Qu’avez-vous obtenu grâce à ce texte ? 


Un chapitre “coopération transfrontalière”, consacré aux bassins de vie transfrontaliers. Au sein de notre Europe, on voit que la frontière peut protéger, comme le démontre la guerre en Ukraine, mais la frontière doit aussi être un lien fort. J’ai l’habitude de dire que la frontière n’est une coupure mais plutôt une couture. Le point essentiel, c’est vraiment la reconnaissance des bassins de vie transfrontaliers. C’est la première fois que cette notion apparait dans un texte de loi. Le législateur a retenu trois grandes thématiques.


Quelles sont ces grandes thématiques ? 


La première grande thématique, c’est la santé. Les territoires transfrontaliers seront obligatoirement intégrés dans les plans régionaux des ARS. Un accord France-Suisse existait déjà en matière de santé mais il était un peu théorique. Grâce à la loi 3DS, l’ARS a la responsabilité de la décliner en organisant la continuité des soins, l’accès aux soins urgents, la gestion en temps de crise… Les communautés professionnelles territoriales de santé pourront associer des professionnels qui exercent sur les territoires étrangers voisins. 


Concrètement un Français peut indifféremment se faire soigner en France ou en Suisse ? 

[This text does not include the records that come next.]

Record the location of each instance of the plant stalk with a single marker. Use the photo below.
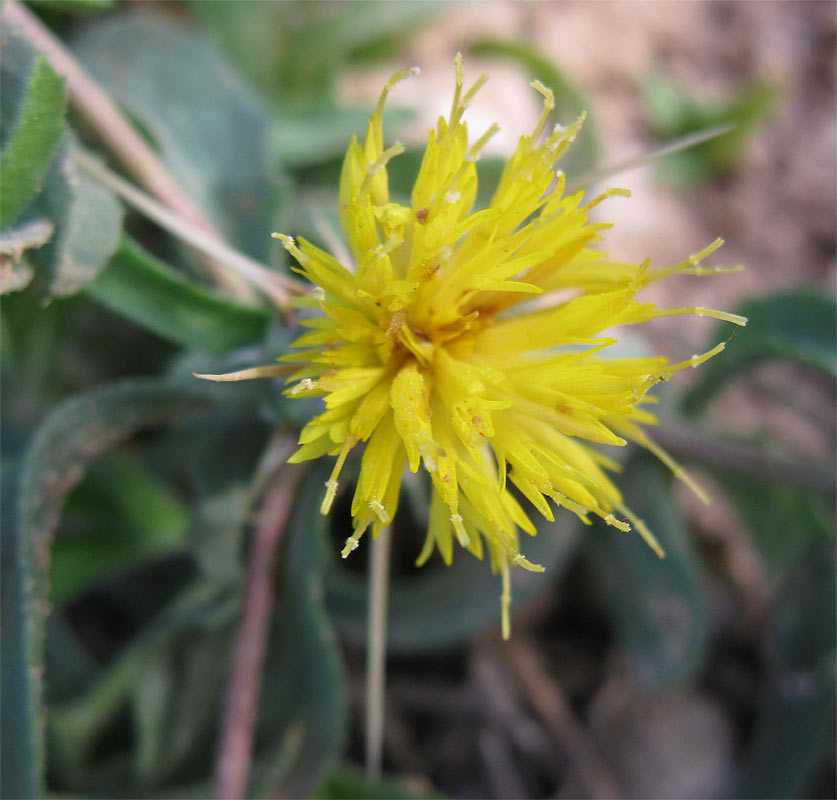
(376, 649)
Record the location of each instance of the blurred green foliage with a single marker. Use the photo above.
(129, 487)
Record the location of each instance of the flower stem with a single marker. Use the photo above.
(376, 653)
(119, 136)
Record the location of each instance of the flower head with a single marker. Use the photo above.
(472, 344)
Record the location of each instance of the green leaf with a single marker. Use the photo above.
(72, 435)
(209, 127)
(147, 291)
(75, 6)
(791, 738)
(438, 606)
(88, 226)
(15, 271)
(307, 135)
(349, 783)
(656, 605)
(796, 325)
(302, 705)
(19, 722)
(203, 612)
(583, 156)
(33, 142)
(296, 50)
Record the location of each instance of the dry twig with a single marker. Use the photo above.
(120, 138)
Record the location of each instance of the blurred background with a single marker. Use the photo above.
(132, 492)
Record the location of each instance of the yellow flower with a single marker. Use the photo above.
(471, 343)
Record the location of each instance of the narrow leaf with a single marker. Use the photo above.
(657, 604)
(147, 291)
(797, 325)
(34, 140)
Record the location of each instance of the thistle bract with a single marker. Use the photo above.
(473, 344)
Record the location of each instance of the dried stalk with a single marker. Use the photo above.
(239, 716)
(121, 139)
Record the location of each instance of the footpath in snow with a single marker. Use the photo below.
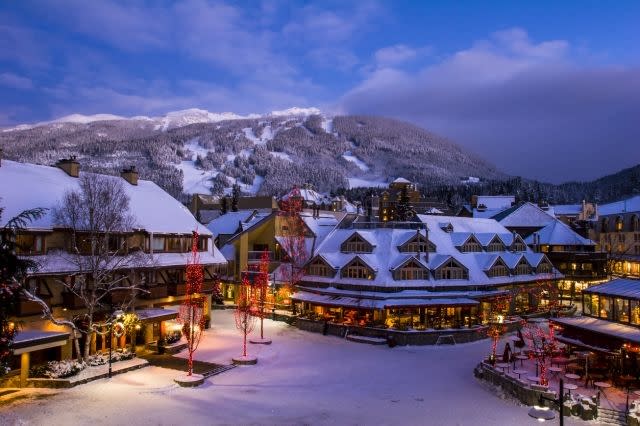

On n’en est pas là mais c’est une perspective qui peut être ouverte. Le Pays de Gex, qui compte 100 000 habitants, ne possède pas d’hôpital. Ses hôpitaux de référence sont celui d’Annecy et celui de Saint-Julien-en-Genevois alors qu’il y a des hôpitaux suisses à quelques minutes ! Il y avait déjà des accords sur les soins d’urgence. Quand le pronostic vital est engagé, les ambulances transportent souvent les victimes à Genève. On ne souhaitait pas que la loi 3DS décrive tout. La situation du Genevois français n’est pas celle de Strasbourg ou de Longwy. Il s’agit d’un cadre de travail à décliner et à appliquer sur le terrain. 
La loi 3DS va également faciliter l’apprentissage transfrontalier… 
Elle va permettre à un apprenti d’effectuer une partie de sa formation théorique ou pratique dans un autre pays. C’est quelque chose qu’on arrivait à faire en trichant un peu, maintenant on n’aura plus à tricher. Les apprentis et les alternants pourront trouver un patron de l’autre côté de la frontière. Quand les parents sont eux-mêmes travailleurs transfrontaliers, c’est plus facile pour le jeune de trouver un employeur en Suisse. On attend encore des déclinaisons législatives ou administratives. Comme cela concerne la formation, ça doit être validé par l’Éducation Nationale. 


D’autres applications ? 


Oui en matière d’aménagement du territoire. Le Grand Genève est assez exemplaire sur ce sujet : on a un projet d’agglomération co-financé par Bern sur des grandes infrastructures, notamment de mobilité comme le Léman Express et les trams. La loi 3DS va permettre d’aller plus loin. Il y a un exemple cité dans le texte : les commissions départementales d’aménagement commercial. Elles donnent l’autorisation ou non à des moyennes et grandes surfaces de s’implanter. Si on en installe une juste d’un côté de la frontière, ça a un impact sur l’autre côté. Les collectivités étrangères vont pouvoir participer à ces commissions et donner leur avis. On demandera à participer à leurs propres commissions de décision. Ce sera effectivement le cas avec la Suisse, l’Allemagne et la Belgique. Autre disposition : la possibilité d’associer les collectivités territoriales étrangères en tant qu’actionnaires minoritaire pour gérer des services publics communs. 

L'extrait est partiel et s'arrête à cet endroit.